Pero la noche aún continuaba reinando en el exterior y el Sol apuraba su descanso, cediendo protagonismo a la luna llena que irradiaba en el firmamento.

La secuencia verbal, de nuevo, y el sudor frío recorriendo mi espalda... con idéntica frialdad a la del sable afilado que rasga la seda.

Después, el hundimiento de un barco. La imagen de una colección de féretros, en la bodega, que entrechocan movidos por las olas.

Y el viento golpeando las maderas de las contraventanas, hasta astillarlas y arrancarlas de sus propios goznes.

La voz me recrimina la tardanza y me orienta.

Veo un camino que se bifurca. Una alimaña de color grisáceo me saluda, mostrándome una boca huérfana de dientes y la boca chorreando sangre fresca.

Creo adivinar, al fondo, un precipicio que culmina ambos senderos.

Y la presencia, me invita a pasar.

En el exterior, se libra una batalla que culmina en el amanecer, pero la luz no es reparadora y tiñe de escarlata el cielo en su inmensidad.

En mi interior, escucho voces que aconsejan mi rendición ante el sueño, pero el sueño huyó dejándome sin sueños.
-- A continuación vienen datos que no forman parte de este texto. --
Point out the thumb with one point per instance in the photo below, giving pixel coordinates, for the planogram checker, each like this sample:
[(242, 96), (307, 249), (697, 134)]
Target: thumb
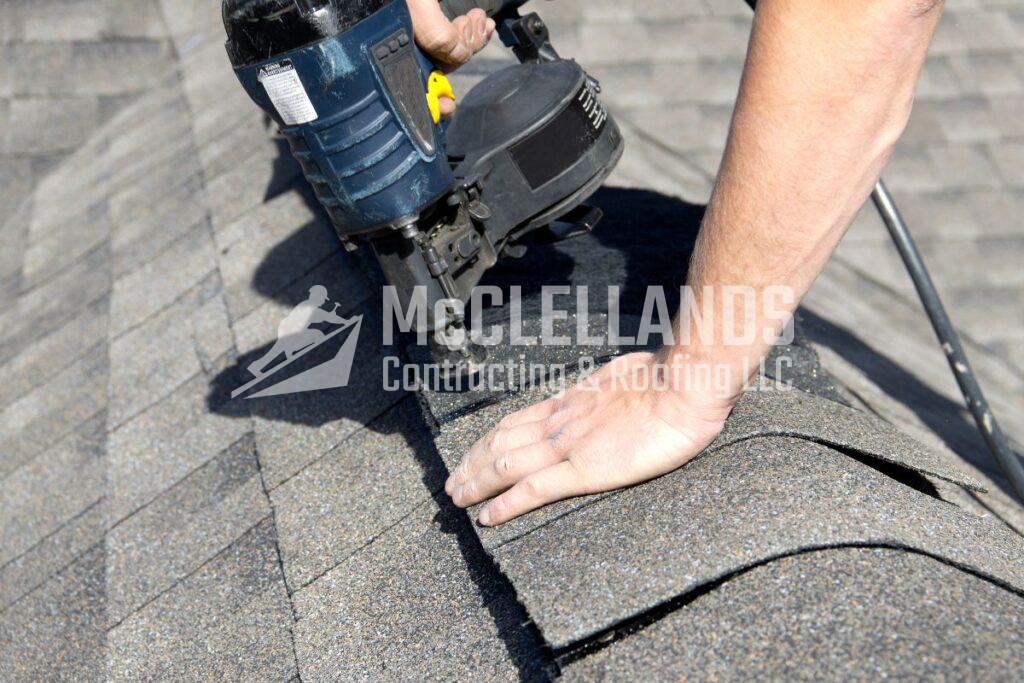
[(436, 35)]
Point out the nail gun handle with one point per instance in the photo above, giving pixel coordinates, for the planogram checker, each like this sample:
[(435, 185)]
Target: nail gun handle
[(453, 8)]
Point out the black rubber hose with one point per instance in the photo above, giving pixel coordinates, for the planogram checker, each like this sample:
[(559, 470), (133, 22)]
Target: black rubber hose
[(987, 425), (973, 395)]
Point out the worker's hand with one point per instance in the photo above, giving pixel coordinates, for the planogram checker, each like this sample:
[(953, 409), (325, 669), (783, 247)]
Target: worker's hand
[(597, 436), (451, 43)]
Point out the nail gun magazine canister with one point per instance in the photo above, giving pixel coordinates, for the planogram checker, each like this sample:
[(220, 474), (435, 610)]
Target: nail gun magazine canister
[(345, 83)]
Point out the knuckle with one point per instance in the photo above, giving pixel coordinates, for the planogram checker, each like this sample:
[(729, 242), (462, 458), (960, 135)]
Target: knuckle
[(530, 487), (504, 466), (498, 507)]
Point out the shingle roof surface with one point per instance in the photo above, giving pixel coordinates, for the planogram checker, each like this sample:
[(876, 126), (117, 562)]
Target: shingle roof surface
[(155, 231)]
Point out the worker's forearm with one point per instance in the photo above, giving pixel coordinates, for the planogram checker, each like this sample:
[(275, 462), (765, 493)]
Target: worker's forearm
[(825, 93)]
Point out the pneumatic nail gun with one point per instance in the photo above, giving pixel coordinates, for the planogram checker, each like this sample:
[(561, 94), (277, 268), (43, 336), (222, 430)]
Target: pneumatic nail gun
[(438, 200)]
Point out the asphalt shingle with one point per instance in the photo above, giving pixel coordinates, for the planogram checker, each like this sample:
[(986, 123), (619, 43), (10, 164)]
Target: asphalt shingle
[(344, 501), (65, 621), (409, 607), (37, 499), (195, 520), (846, 613), (725, 511), (228, 619)]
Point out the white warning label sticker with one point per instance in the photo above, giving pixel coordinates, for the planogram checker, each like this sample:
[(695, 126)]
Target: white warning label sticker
[(286, 91)]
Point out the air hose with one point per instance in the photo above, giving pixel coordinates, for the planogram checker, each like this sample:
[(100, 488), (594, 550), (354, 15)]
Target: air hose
[(951, 346), (949, 340)]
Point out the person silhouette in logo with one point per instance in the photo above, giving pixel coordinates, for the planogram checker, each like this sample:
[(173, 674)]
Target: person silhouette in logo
[(294, 333)]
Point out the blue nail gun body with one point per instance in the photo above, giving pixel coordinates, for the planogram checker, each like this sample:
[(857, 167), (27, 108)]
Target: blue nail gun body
[(438, 201)]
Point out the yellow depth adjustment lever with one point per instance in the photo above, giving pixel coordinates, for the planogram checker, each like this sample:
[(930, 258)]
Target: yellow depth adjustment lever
[(437, 87)]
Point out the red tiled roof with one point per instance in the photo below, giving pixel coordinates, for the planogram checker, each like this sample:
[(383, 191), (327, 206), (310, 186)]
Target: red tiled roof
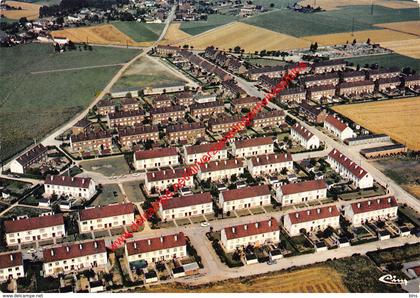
[(255, 228), (336, 122), (106, 211), (246, 192), (72, 251), (304, 186), (80, 182), (253, 142), (155, 153), (10, 259), (179, 202), (19, 225), (313, 214), (354, 168), (374, 204), (154, 244)]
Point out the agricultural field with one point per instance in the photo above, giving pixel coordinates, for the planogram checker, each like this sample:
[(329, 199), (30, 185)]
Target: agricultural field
[(146, 72), (334, 21), (397, 118), (376, 36), (248, 37), (35, 82), (29, 10)]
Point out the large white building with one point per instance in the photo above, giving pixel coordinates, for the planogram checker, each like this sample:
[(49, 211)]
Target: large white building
[(156, 158), (304, 137), (194, 153), (76, 187), (349, 169), (247, 197), (255, 233), (312, 220), (301, 192), (269, 163), (338, 128), (371, 210), (11, 266), (33, 229), (185, 206), (221, 169), (157, 249), (252, 147), (105, 217), (73, 257)]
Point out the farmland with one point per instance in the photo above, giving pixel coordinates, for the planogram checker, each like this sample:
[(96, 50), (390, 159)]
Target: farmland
[(49, 99), (397, 118), (255, 39)]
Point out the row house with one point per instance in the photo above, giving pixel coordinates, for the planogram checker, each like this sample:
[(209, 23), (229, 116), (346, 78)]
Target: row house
[(292, 95), (312, 113), (132, 135), (123, 119), (164, 114), (328, 66), (155, 158), (312, 220), (75, 257), (207, 109), (301, 192), (186, 132), (363, 212), (75, 187), (248, 102), (195, 153), (163, 248), (388, 83), (161, 180), (356, 87), (28, 230), (185, 206), (221, 169), (353, 76), (270, 163), (36, 154), (304, 137), (321, 80), (224, 124), (318, 93), (11, 266), (252, 147), (105, 217), (255, 233), (349, 169), (271, 119), (338, 128), (91, 141), (243, 198), (105, 106), (383, 73)]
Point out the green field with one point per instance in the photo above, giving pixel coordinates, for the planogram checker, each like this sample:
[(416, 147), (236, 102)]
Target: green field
[(33, 104), (140, 31), (335, 21), (388, 60), (213, 21)]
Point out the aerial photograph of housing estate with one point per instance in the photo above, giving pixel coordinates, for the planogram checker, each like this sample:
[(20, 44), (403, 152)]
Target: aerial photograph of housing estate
[(210, 146)]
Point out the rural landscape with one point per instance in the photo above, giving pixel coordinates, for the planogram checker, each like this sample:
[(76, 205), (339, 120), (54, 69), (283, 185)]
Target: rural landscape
[(221, 146)]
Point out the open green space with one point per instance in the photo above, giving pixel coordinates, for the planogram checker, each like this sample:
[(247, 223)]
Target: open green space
[(140, 31), (334, 21), (49, 99)]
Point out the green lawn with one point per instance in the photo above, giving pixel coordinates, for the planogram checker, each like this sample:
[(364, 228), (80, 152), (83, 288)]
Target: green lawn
[(140, 31), (335, 21), (48, 99)]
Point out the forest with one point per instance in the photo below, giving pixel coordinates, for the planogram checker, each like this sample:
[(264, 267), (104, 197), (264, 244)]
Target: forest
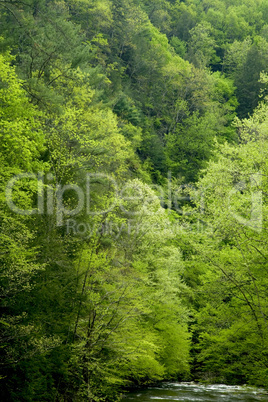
[(134, 196)]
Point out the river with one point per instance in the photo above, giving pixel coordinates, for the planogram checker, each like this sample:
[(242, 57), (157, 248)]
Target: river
[(187, 391)]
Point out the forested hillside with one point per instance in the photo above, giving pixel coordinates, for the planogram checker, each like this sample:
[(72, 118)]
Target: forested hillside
[(133, 175)]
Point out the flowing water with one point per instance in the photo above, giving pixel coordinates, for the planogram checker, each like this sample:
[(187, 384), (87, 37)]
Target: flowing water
[(187, 391)]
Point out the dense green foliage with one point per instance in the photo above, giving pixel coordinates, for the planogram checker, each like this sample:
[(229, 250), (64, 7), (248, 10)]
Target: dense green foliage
[(133, 176)]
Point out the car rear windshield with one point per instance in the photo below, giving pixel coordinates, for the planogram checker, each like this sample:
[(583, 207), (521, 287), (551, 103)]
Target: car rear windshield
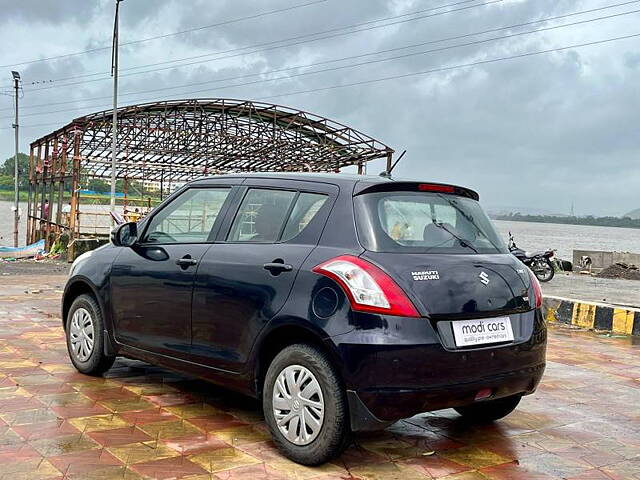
[(419, 222)]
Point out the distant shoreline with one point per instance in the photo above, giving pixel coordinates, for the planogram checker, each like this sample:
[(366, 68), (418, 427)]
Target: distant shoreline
[(618, 222)]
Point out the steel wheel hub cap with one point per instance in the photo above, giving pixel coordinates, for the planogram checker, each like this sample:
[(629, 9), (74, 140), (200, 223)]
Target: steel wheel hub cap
[(81, 334), (298, 405)]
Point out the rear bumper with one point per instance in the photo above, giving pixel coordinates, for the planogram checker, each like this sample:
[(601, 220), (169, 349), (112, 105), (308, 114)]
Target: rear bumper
[(401, 368), (386, 405)]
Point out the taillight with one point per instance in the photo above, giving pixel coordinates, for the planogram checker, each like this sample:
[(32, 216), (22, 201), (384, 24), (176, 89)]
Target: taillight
[(369, 288), (537, 291)]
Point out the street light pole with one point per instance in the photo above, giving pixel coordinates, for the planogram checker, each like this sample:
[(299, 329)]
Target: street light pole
[(16, 212), (114, 73)]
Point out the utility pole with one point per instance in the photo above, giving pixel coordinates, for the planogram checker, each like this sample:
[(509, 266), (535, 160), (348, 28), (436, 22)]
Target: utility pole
[(114, 73), (16, 212)]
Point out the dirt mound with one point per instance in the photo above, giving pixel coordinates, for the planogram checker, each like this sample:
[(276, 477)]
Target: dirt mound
[(621, 270)]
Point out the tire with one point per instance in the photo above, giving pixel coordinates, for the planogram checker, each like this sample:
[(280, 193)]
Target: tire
[(333, 434), (490, 410), (545, 272), (90, 361)]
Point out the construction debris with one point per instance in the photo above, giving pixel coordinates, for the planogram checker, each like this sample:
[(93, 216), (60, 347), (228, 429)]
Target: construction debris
[(621, 270)]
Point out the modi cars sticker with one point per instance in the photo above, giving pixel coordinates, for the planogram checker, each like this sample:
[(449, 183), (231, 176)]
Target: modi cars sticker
[(485, 330)]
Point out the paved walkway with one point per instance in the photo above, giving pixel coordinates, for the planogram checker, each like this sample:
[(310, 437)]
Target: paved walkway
[(593, 289), (145, 422)]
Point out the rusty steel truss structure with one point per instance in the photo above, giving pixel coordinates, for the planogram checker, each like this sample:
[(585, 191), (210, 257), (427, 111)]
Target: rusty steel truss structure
[(172, 142)]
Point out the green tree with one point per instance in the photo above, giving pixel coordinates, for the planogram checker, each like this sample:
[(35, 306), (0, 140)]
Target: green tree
[(7, 169)]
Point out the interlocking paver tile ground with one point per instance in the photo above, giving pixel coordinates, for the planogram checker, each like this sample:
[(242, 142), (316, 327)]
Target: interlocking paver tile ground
[(141, 421)]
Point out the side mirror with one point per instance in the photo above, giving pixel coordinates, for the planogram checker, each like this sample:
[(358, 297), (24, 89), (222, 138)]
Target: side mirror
[(125, 235)]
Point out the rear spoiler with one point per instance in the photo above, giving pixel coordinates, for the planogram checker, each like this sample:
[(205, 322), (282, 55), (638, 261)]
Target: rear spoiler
[(366, 187)]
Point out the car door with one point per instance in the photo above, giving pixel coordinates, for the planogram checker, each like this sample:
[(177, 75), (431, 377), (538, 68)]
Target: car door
[(245, 278), (152, 282)]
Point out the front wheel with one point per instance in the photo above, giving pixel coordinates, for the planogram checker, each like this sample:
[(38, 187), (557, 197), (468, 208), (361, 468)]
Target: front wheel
[(305, 405), (85, 337), (489, 410), (543, 269)]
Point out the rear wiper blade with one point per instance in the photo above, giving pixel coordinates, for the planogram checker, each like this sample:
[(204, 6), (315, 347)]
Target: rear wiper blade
[(463, 242), (470, 220)]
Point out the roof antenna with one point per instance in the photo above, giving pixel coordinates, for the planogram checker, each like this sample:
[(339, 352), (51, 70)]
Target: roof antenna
[(387, 173)]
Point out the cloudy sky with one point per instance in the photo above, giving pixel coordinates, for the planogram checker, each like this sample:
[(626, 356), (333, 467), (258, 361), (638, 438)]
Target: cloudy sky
[(537, 131)]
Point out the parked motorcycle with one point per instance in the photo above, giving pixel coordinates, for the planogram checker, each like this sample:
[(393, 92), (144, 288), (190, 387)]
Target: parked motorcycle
[(539, 262)]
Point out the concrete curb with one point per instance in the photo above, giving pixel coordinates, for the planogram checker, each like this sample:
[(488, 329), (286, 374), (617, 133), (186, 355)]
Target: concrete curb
[(592, 315)]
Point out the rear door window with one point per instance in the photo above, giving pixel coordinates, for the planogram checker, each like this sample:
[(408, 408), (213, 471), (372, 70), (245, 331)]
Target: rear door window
[(188, 218), (418, 222), (261, 215), (306, 208)]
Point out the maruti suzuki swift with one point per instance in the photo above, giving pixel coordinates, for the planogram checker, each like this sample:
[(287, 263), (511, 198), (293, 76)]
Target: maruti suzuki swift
[(343, 303)]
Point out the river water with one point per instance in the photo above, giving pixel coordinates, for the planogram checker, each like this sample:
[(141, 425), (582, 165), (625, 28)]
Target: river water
[(530, 236)]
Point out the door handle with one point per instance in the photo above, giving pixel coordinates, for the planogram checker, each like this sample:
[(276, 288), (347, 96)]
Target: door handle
[(277, 267), (186, 262)]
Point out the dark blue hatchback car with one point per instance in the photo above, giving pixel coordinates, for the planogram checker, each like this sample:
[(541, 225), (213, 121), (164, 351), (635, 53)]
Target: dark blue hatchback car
[(344, 303)]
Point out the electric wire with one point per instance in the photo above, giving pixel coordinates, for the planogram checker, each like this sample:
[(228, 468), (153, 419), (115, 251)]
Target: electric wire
[(354, 65), (166, 35), (324, 62), (273, 45), (427, 72)]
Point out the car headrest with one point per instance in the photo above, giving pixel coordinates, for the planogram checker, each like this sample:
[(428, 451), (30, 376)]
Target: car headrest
[(434, 235)]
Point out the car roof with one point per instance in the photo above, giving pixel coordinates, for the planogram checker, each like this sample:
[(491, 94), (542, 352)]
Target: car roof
[(341, 179)]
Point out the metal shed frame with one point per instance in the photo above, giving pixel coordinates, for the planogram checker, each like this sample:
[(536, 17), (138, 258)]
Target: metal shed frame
[(179, 140)]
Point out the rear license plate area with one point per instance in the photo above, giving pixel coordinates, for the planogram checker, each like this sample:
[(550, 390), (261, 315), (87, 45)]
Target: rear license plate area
[(482, 331)]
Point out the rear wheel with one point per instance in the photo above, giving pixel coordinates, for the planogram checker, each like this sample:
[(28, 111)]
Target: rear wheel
[(543, 269), (489, 410), (85, 337), (305, 405)]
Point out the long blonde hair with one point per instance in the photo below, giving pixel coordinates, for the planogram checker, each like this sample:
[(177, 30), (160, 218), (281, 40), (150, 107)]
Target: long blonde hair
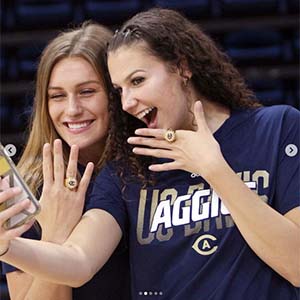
[(89, 42)]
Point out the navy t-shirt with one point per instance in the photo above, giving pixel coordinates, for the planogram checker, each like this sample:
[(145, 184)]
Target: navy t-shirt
[(112, 282), (183, 243)]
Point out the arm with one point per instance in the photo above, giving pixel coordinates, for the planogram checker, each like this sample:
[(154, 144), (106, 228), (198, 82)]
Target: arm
[(77, 260), (23, 286), (58, 217), (61, 210), (275, 238)]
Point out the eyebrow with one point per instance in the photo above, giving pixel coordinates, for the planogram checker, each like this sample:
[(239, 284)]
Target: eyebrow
[(130, 74), (77, 85)]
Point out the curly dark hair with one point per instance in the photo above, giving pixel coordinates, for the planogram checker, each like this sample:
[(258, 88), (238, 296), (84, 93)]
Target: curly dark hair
[(172, 38)]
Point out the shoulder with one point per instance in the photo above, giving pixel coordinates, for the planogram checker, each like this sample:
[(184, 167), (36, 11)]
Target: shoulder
[(276, 112)]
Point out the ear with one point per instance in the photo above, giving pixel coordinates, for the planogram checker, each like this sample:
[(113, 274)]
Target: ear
[(184, 70)]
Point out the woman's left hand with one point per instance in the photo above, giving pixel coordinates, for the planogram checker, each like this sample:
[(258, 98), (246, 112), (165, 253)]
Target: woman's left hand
[(192, 151), (61, 207)]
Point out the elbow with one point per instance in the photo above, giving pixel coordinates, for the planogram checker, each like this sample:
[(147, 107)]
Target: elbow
[(293, 276), (85, 275), (295, 279)]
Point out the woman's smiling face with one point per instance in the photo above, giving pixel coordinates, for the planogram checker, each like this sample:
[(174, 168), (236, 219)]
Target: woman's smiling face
[(77, 103), (149, 90)]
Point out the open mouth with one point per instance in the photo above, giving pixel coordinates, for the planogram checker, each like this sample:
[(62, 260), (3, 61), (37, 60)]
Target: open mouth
[(78, 125), (148, 116)]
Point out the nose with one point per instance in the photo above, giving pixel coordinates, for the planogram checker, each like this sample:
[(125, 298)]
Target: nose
[(128, 101), (74, 107)]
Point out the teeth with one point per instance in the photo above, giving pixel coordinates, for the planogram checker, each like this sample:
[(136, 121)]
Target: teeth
[(78, 125), (142, 114)]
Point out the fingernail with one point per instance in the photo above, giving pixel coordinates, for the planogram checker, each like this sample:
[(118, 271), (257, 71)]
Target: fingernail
[(16, 189)]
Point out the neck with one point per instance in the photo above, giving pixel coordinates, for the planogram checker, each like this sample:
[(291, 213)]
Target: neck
[(91, 155), (215, 114)]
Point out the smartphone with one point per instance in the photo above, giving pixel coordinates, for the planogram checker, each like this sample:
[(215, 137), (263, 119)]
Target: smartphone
[(10, 177)]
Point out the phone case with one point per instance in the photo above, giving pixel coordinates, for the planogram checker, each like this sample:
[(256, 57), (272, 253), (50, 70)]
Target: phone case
[(10, 177)]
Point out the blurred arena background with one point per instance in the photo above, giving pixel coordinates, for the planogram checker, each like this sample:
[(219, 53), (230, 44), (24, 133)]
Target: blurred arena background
[(261, 37)]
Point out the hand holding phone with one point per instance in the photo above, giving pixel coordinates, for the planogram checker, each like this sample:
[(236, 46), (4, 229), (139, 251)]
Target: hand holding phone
[(10, 177)]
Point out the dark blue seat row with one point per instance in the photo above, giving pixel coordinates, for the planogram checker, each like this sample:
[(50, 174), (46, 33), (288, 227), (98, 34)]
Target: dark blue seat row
[(245, 47), (16, 14)]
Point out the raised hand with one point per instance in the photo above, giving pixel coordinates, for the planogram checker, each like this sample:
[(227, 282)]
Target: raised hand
[(61, 207), (193, 151), (6, 235)]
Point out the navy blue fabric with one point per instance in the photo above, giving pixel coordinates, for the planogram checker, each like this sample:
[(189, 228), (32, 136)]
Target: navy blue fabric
[(183, 242), (112, 282)]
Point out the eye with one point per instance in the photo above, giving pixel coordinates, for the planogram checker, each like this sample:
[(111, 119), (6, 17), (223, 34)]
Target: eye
[(87, 92), (57, 96), (118, 90), (137, 80)]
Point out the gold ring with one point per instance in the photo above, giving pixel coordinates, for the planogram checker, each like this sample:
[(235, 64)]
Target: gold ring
[(170, 136), (71, 183)]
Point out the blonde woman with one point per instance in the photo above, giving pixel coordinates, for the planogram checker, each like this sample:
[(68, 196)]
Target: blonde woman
[(71, 105)]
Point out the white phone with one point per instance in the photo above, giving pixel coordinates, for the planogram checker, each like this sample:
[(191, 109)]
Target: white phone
[(10, 177)]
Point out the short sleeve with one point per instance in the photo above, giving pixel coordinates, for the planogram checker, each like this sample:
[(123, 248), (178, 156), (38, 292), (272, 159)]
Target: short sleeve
[(32, 233), (107, 195), (287, 189)]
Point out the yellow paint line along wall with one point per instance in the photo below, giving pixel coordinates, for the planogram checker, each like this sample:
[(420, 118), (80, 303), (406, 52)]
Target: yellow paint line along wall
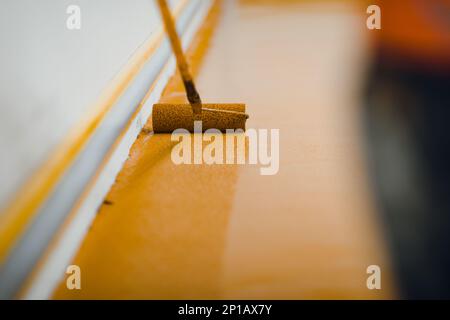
[(54, 116), (202, 231)]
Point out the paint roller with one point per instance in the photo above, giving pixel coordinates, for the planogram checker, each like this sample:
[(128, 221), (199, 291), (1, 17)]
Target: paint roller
[(168, 117)]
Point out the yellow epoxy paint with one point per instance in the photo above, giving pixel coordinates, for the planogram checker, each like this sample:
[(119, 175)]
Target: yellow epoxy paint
[(225, 231), (23, 207)]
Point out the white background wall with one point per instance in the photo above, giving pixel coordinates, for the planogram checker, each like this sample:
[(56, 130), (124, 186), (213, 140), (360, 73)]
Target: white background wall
[(50, 76)]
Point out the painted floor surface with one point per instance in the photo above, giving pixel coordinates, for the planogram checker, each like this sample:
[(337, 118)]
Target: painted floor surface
[(225, 231)]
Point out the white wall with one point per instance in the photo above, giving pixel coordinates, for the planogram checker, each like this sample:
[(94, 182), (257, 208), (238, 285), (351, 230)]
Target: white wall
[(50, 75)]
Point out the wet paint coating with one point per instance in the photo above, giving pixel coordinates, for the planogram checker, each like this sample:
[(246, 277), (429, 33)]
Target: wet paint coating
[(225, 231)]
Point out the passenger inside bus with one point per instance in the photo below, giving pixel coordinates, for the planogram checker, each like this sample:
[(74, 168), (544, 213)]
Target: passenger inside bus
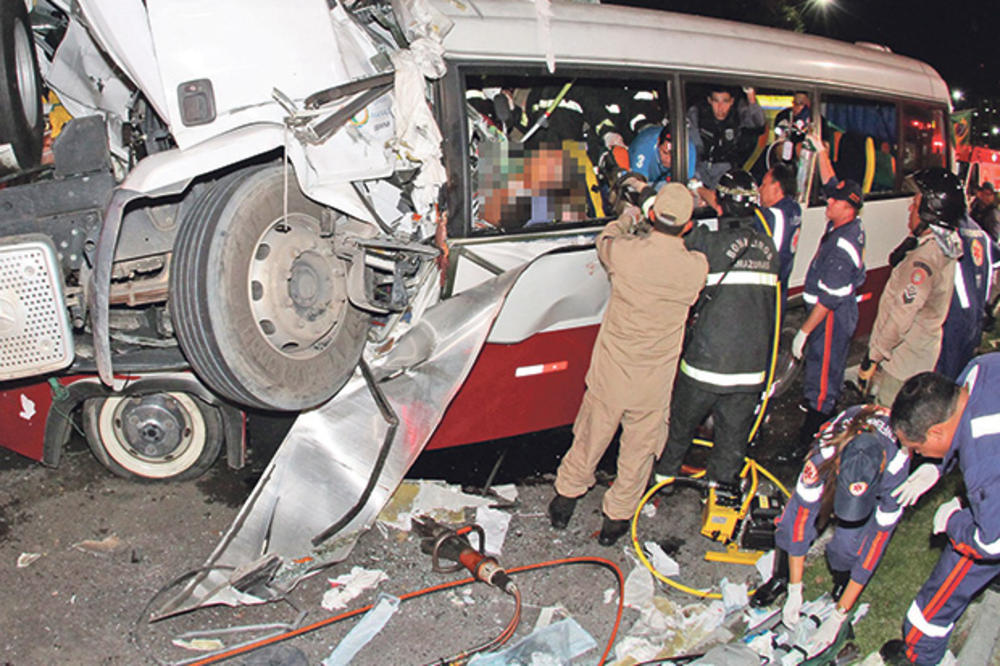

Y la voz, su voz, se aleja, pero acierta a decir, o, al menos, yo quiero comprender, una última frase: "Busca las respuestas en el lugar que guarda el silencio".

Los tiburones sonríen. El hielo fragmentado puebla el mar. El animal se lanza por el precipicio.

Todos sueñan.

Y una sombra, angustiada, peregrina anhelando encontrar el alivio a su vacilación.